The mission of the CIIP is to reduce the burden of cancer by elucidating the basic mechanisms of interactions between the immune system and cancer, thus providing a scientific rationale for the design of new and more effective approaches for cancer treatment and prevention.
The mandate of the CIIP is to encourage, facilitate, and support the best research and training in cancer immunology and immunotherapy, to evaluate the therapeutic significance of basic findings from the laboratories of CIIP members through conducting translational pre-clinical studies, and to develop and implement clinical trials in cancer patients that translate the findings with the greatest therapeutic promise. Our efforts will be extended and strengthened through collaborations with other Hillman Programs and Centers, such as the Cancer Biology and Genome Stability Programs, the UPMC Immune Transplant and Therapy Center, and the Mario Lemieux Immunotherapy Center.
CIIP research goals are to:
- Define the basic regulatory mechanisms that promote anti-tumor immunity or facilitate tumor immune evasion
- Dissect the epigenetic, transcriptional and cellular geography of the tumor immune microenvironment to discover new immunotherapeutic targets and predictive biomarkers
- Develop and translate novel laboratory research findings into more effective immunotherapies for cancer treatment and prevention.
Research Themes
Cancer Immunotherapies
The focus of this research theme is to develop more effective ways to (1) stimulate innate and adaptive immune responses to human tumors, (2) evaluate the efficacy of these therapeutic strategies in clinically relevant animal models of human cancer, (3) translate the most promising novel immunotherapies to cancer patients through clinical trials, and (4) identify candidate immune biomarkers and state-of-the-art immunomonitoring assays in order to detect and understand therapeutically effective immune modulation.
Immunoregulatory Mechanisms in Cancer
This research theme emphasizes (a) the inhibitory receptors (PD1, LAG3, TIM3, TGIT, NRP1), (b) regulatory T cells, (c) myeloid suppressive cells, and (d) novel pathway discovery.
Modulators of the Tumor Immune Microenvironment
Cancer Immunology and Immunotherapy members conceived of and direct the Tumor Microenvironment Center (TMC) to foster holistic projects that consider the multiple cellular and molecular interactions that occur within the tumor microenvironment, and to promote Hillman Cancer Center inter-programmatic collaborations.
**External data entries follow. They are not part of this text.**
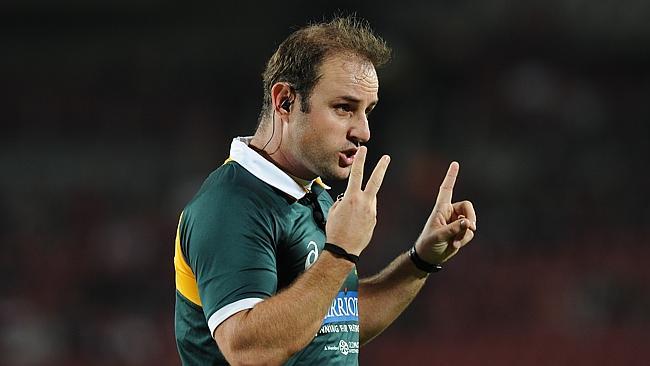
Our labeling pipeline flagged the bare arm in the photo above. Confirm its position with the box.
[213,147,390,365]
[359,163,476,344]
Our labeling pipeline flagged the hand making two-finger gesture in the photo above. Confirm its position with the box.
[415,162,476,264]
[325,146,390,255]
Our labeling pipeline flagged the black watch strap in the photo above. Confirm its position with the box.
[323,243,359,264]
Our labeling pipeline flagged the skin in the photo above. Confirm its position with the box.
[214,53,476,365]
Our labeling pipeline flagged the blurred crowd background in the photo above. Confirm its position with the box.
[0,0,650,366]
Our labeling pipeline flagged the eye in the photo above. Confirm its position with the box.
[334,103,352,113]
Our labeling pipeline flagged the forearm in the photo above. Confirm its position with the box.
[215,252,353,364]
[359,249,427,345]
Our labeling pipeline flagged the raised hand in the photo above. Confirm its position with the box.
[325,146,390,255]
[415,161,476,264]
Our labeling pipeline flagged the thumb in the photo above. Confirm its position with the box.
[438,218,468,241]
[330,200,341,212]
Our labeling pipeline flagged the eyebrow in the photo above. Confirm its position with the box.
[339,95,379,108]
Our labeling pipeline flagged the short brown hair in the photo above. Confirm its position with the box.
[260,16,391,118]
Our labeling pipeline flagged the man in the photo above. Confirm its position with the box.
[174,18,476,365]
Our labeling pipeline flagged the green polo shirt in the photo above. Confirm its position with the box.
[174,138,359,365]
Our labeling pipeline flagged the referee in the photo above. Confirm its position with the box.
[174,18,476,365]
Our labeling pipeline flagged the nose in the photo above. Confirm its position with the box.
[348,113,370,144]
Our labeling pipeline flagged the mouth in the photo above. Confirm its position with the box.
[339,147,358,168]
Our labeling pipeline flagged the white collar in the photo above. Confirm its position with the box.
[230,136,330,200]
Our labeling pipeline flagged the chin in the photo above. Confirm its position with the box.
[319,166,351,184]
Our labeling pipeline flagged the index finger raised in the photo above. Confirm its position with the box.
[346,146,368,191]
[436,161,460,203]
[365,155,390,195]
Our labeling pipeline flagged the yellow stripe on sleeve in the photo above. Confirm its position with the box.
[174,213,202,306]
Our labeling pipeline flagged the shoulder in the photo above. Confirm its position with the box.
[183,161,288,230]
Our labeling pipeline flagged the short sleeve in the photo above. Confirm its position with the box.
[180,173,277,334]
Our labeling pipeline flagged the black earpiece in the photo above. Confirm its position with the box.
[280,98,291,112]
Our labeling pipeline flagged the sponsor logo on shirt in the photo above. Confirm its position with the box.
[323,339,359,356]
[323,291,359,325]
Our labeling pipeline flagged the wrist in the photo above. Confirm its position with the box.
[323,243,359,265]
[408,245,442,273]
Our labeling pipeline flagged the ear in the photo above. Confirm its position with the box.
[271,82,296,116]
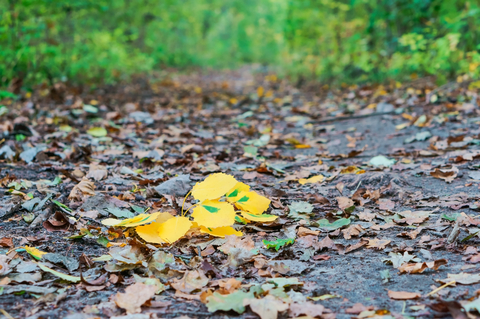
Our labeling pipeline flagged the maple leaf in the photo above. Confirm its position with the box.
[192,173,238,202]
[114,282,157,314]
[102,212,160,227]
[192,200,235,228]
[235,192,270,215]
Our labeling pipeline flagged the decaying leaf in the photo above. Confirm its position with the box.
[170,270,208,293]
[192,173,238,202]
[398,259,447,274]
[388,290,421,300]
[430,166,458,183]
[68,178,95,201]
[102,212,160,227]
[207,290,253,314]
[367,238,391,249]
[114,282,157,314]
[243,295,288,319]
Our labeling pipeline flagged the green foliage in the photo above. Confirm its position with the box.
[0,0,480,86]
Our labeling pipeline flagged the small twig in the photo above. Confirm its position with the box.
[0,309,15,319]
[312,111,395,124]
[447,220,460,244]
[427,280,456,297]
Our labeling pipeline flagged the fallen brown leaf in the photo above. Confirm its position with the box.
[398,259,448,274]
[114,282,157,314]
[388,290,421,300]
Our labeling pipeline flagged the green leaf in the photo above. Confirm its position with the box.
[207,290,253,314]
[83,104,98,114]
[266,277,303,287]
[52,200,72,212]
[87,127,107,137]
[288,201,313,220]
[97,236,109,247]
[263,238,295,251]
[37,263,80,282]
[316,218,350,231]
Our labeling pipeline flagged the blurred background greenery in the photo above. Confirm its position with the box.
[0,0,480,86]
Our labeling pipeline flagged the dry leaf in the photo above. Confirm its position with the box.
[430,166,458,183]
[68,177,95,201]
[243,295,288,319]
[342,225,364,239]
[114,282,157,314]
[170,270,208,293]
[398,259,447,274]
[335,197,355,210]
[388,290,421,300]
[367,238,391,249]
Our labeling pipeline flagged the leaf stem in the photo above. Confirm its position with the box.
[182,191,192,216]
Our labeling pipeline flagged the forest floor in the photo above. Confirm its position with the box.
[0,71,480,319]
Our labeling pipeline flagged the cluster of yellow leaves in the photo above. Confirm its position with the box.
[102,173,277,244]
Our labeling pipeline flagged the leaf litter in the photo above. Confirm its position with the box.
[0,72,480,319]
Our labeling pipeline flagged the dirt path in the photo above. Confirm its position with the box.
[0,71,480,319]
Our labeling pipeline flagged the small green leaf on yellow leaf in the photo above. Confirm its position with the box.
[135,222,165,244]
[37,263,80,282]
[192,200,235,228]
[200,226,243,238]
[235,192,270,215]
[102,212,160,227]
[242,212,278,222]
[226,182,250,202]
[24,246,46,260]
[87,127,107,137]
[298,175,325,185]
[192,173,238,202]
[158,216,192,243]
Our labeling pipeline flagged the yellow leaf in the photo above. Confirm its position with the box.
[257,86,265,97]
[155,213,173,224]
[242,212,278,222]
[298,175,325,185]
[200,226,243,238]
[23,246,46,260]
[192,173,237,202]
[87,127,108,137]
[226,182,250,203]
[295,144,311,148]
[192,200,235,228]
[135,222,165,244]
[102,212,160,227]
[158,216,192,243]
[235,192,270,215]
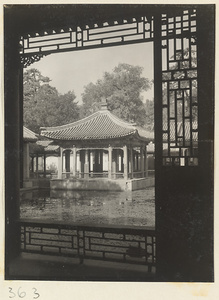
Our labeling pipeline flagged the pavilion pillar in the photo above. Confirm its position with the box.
[140,146,144,177]
[23,143,30,179]
[108,146,113,179]
[84,150,89,178]
[43,153,46,178]
[144,145,148,177]
[58,147,63,179]
[123,145,128,180]
[72,145,77,177]
[65,150,71,178]
[130,146,134,179]
[90,150,95,177]
[31,156,34,173]
[36,153,39,178]
[112,149,117,179]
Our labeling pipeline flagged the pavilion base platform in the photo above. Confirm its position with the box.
[50,177,155,191]
[23,178,50,189]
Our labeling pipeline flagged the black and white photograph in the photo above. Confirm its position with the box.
[3,1,216,300]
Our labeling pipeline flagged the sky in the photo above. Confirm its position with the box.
[27,43,153,104]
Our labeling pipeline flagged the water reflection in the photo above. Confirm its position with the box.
[20,188,155,226]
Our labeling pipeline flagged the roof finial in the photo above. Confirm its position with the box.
[101,98,108,110]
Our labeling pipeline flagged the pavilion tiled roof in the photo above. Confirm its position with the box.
[41,109,153,141]
[23,126,38,142]
[37,140,59,152]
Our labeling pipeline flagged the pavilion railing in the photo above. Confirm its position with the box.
[59,170,154,179]
[18,220,156,272]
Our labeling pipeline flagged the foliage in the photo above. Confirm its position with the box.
[81,64,152,125]
[23,69,79,133]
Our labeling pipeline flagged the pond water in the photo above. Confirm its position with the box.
[20,187,155,226]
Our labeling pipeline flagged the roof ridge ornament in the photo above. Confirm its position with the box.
[101,98,108,110]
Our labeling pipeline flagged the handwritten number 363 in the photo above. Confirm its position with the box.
[9,287,40,299]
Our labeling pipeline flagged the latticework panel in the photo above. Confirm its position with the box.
[161,10,198,166]
[20,16,153,67]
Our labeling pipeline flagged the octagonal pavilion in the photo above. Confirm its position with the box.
[41,102,153,190]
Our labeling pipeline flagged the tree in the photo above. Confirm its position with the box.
[23,69,79,133]
[81,64,152,125]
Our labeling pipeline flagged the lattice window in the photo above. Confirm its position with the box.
[20,16,154,67]
[161,10,198,166]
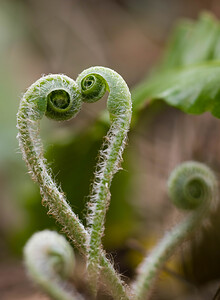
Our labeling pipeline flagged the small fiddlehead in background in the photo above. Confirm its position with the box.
[76,67,132,294]
[17,68,131,300]
[133,161,218,300]
[24,230,83,300]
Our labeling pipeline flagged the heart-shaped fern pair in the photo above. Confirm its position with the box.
[17,67,217,300]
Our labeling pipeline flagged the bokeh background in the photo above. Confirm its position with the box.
[0,0,220,300]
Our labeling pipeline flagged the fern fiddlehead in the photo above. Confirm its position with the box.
[17,67,130,299]
[133,161,217,300]
[24,230,83,300]
[76,67,132,294]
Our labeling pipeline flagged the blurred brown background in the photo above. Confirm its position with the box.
[0,0,220,300]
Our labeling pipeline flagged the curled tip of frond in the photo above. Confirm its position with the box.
[24,230,75,284]
[24,74,82,121]
[168,161,217,210]
[81,74,106,103]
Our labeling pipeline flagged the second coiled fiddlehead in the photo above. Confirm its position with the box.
[24,230,83,300]
[76,67,132,294]
[17,67,131,299]
[133,161,218,300]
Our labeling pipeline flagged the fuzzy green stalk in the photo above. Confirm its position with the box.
[76,67,132,295]
[133,162,217,300]
[17,75,131,300]
[24,230,83,300]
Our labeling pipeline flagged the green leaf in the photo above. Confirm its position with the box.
[132,13,220,118]
[133,62,220,118]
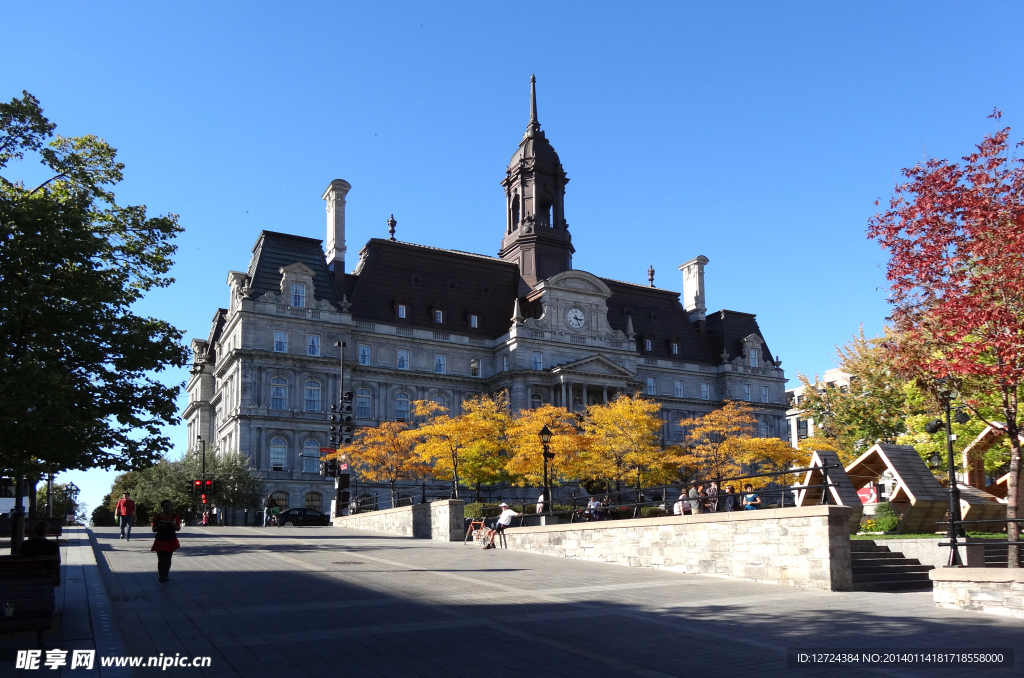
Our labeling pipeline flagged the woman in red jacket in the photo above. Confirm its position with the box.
[150,499,181,584]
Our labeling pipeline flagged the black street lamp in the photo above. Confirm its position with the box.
[925,379,971,567]
[538,424,555,513]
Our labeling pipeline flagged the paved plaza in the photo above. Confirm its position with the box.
[3,527,1024,678]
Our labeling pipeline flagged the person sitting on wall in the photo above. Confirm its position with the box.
[743,482,761,511]
[18,520,60,586]
[687,482,707,515]
[483,502,522,549]
[724,485,738,511]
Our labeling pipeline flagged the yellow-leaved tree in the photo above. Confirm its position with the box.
[581,393,676,495]
[677,400,805,488]
[505,405,586,488]
[339,421,427,506]
[459,391,512,502]
[403,395,508,499]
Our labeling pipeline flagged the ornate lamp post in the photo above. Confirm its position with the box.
[538,424,555,513]
[925,379,971,567]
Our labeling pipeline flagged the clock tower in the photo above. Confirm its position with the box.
[498,76,575,288]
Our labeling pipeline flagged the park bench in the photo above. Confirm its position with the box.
[0,555,60,647]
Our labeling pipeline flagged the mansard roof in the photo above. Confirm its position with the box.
[344,238,519,338]
[705,309,774,363]
[248,230,341,305]
[601,278,719,365]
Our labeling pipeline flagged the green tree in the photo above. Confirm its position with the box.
[797,327,907,461]
[0,92,187,477]
[101,450,263,525]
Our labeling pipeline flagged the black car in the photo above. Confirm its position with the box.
[278,509,331,527]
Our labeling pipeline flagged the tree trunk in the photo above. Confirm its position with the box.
[10,474,25,555]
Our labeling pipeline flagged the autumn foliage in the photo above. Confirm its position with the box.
[868,112,1024,562]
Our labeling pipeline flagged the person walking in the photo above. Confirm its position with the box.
[725,485,737,511]
[115,492,135,542]
[483,502,522,549]
[708,480,719,513]
[150,499,181,584]
[688,482,705,515]
[263,494,278,527]
[743,482,761,511]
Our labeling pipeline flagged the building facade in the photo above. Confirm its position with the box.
[184,81,787,511]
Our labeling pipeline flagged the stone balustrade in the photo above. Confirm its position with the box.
[332,499,465,542]
[506,506,852,591]
[928,567,1024,619]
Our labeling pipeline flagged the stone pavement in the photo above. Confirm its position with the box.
[8,527,1024,678]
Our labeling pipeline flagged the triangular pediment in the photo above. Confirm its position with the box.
[278,261,316,278]
[536,269,611,298]
[552,353,636,379]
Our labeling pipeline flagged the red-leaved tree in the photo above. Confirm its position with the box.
[868,111,1024,566]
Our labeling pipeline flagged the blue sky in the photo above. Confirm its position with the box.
[0,2,1024,516]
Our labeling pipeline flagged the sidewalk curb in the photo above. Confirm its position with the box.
[82,527,132,678]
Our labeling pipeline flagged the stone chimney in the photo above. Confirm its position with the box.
[323,179,352,280]
[679,254,708,334]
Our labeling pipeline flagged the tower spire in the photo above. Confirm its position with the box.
[523,76,544,138]
[529,75,540,125]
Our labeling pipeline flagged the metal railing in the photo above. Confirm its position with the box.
[935,518,1024,567]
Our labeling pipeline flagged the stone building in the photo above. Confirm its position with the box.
[184,80,786,511]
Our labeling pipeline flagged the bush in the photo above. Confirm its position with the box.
[92,504,117,527]
[874,502,899,532]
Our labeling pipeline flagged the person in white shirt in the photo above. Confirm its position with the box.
[483,502,522,549]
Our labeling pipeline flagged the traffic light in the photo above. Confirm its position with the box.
[322,405,338,448]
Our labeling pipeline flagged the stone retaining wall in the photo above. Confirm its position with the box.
[505,506,852,591]
[332,499,465,542]
[928,567,1024,619]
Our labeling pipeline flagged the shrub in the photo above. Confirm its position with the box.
[874,502,899,532]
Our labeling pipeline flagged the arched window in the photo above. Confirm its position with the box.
[355,388,374,419]
[302,439,319,473]
[270,377,288,410]
[303,379,319,412]
[270,438,288,471]
[394,393,409,421]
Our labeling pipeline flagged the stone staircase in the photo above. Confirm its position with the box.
[975,540,1024,567]
[850,540,933,591]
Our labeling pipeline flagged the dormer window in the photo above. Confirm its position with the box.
[292,283,306,308]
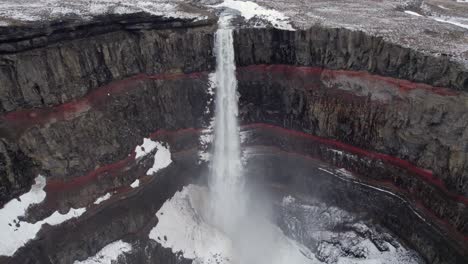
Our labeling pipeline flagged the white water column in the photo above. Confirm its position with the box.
[209,16,245,234]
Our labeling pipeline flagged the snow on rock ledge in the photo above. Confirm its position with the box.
[149,185,316,264]
[214,0,294,30]
[73,240,132,264]
[0,175,86,256]
[135,138,172,175]
[146,142,172,175]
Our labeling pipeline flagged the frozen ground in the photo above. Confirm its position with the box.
[0,0,468,64]
[149,185,422,264]
[0,176,86,256]
[73,240,132,264]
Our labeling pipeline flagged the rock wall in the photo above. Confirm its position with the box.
[0,14,214,204]
[234,26,468,91]
[0,15,213,112]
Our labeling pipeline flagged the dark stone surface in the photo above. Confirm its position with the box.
[243,146,468,264]
[238,66,468,197]
[0,149,206,264]
[234,26,468,91]
[0,14,214,112]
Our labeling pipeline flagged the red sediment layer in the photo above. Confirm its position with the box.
[252,144,468,241]
[46,128,200,192]
[45,153,135,192]
[0,72,206,133]
[243,123,468,205]
[238,64,460,96]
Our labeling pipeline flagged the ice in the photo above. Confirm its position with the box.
[94,193,112,204]
[73,240,132,264]
[146,142,172,175]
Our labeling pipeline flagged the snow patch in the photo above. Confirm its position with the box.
[94,193,112,204]
[146,142,172,175]
[73,240,132,264]
[130,179,140,188]
[0,0,200,23]
[149,185,317,264]
[149,185,231,263]
[0,175,46,229]
[214,0,294,30]
[404,10,423,17]
[135,138,158,159]
[430,17,468,29]
[0,208,86,256]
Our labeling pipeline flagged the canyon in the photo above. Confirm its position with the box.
[0,1,468,263]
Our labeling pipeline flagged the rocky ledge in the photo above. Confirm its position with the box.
[0,1,468,263]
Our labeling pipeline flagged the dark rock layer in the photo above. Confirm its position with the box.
[234,26,468,91]
[0,15,468,263]
[0,14,214,112]
[243,145,468,264]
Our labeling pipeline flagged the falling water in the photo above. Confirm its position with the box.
[209,16,318,264]
[210,16,245,237]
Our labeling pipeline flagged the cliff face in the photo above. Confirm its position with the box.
[235,28,468,263]
[0,14,468,263]
[235,26,468,91]
[0,14,214,204]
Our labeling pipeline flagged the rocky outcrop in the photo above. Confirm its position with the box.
[235,26,468,91]
[0,14,214,112]
[0,14,214,204]
[0,11,468,263]
[243,144,468,264]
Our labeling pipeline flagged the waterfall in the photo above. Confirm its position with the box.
[209,16,245,234]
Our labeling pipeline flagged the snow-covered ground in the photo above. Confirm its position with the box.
[135,138,158,159]
[130,179,140,188]
[73,240,132,264]
[149,185,314,264]
[94,193,112,204]
[0,0,200,23]
[146,142,172,175]
[132,138,172,175]
[149,185,421,264]
[0,176,86,256]
[214,0,294,30]
[404,10,468,29]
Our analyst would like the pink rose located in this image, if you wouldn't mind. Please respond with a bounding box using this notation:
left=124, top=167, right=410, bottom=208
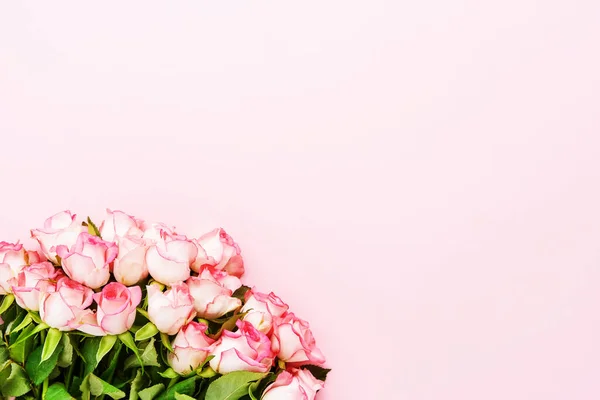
left=113, top=236, right=148, bottom=286
left=31, top=211, right=87, bottom=264
left=261, top=369, right=324, bottom=400
left=271, top=313, right=325, bottom=366
left=56, top=232, right=119, bottom=289
left=192, top=228, right=244, bottom=278
left=100, top=209, right=143, bottom=242
left=12, top=261, right=62, bottom=311
left=40, top=277, right=94, bottom=331
left=94, top=282, right=142, bottom=335
left=0, top=242, right=28, bottom=295
left=146, top=235, right=197, bottom=286
left=187, top=268, right=242, bottom=319
left=140, top=222, right=176, bottom=242
left=147, top=283, right=196, bottom=335
left=241, top=291, right=289, bottom=334
left=210, top=321, right=274, bottom=374
left=168, top=321, right=215, bottom=375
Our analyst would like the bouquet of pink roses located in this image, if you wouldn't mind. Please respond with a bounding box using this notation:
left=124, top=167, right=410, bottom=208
left=0, top=210, right=329, bottom=400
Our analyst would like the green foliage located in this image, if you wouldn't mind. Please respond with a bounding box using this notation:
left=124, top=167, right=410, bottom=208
left=206, top=371, right=266, bottom=400
left=25, top=343, right=63, bottom=385
left=0, top=361, right=31, bottom=397
left=302, top=365, right=331, bottom=382
left=124, top=338, right=160, bottom=369
left=42, top=328, right=62, bottom=361
left=138, top=383, right=165, bottom=400
left=135, top=322, right=158, bottom=342
left=46, top=382, right=75, bottom=400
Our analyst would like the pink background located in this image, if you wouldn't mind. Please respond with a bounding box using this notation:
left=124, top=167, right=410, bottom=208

One of the goals of the TMC is to translate basic knowledge of the mechanisms of interaction between cancer cells and their microenvironment for the purpose of enhancing and accelerating direct patient-oriented interventions. Included in the microenvironment are the immune, inflammatory, and patient-specific factors that regulate cancer development, progression, and response to anti-cancer treatments. The TMC emphasizes (a) immune transcriptome and other systems immunological analyses, (b) the microbiome-immune-cancer axis; (c) immunometabolism in cancer; and (d) biomarker discovery.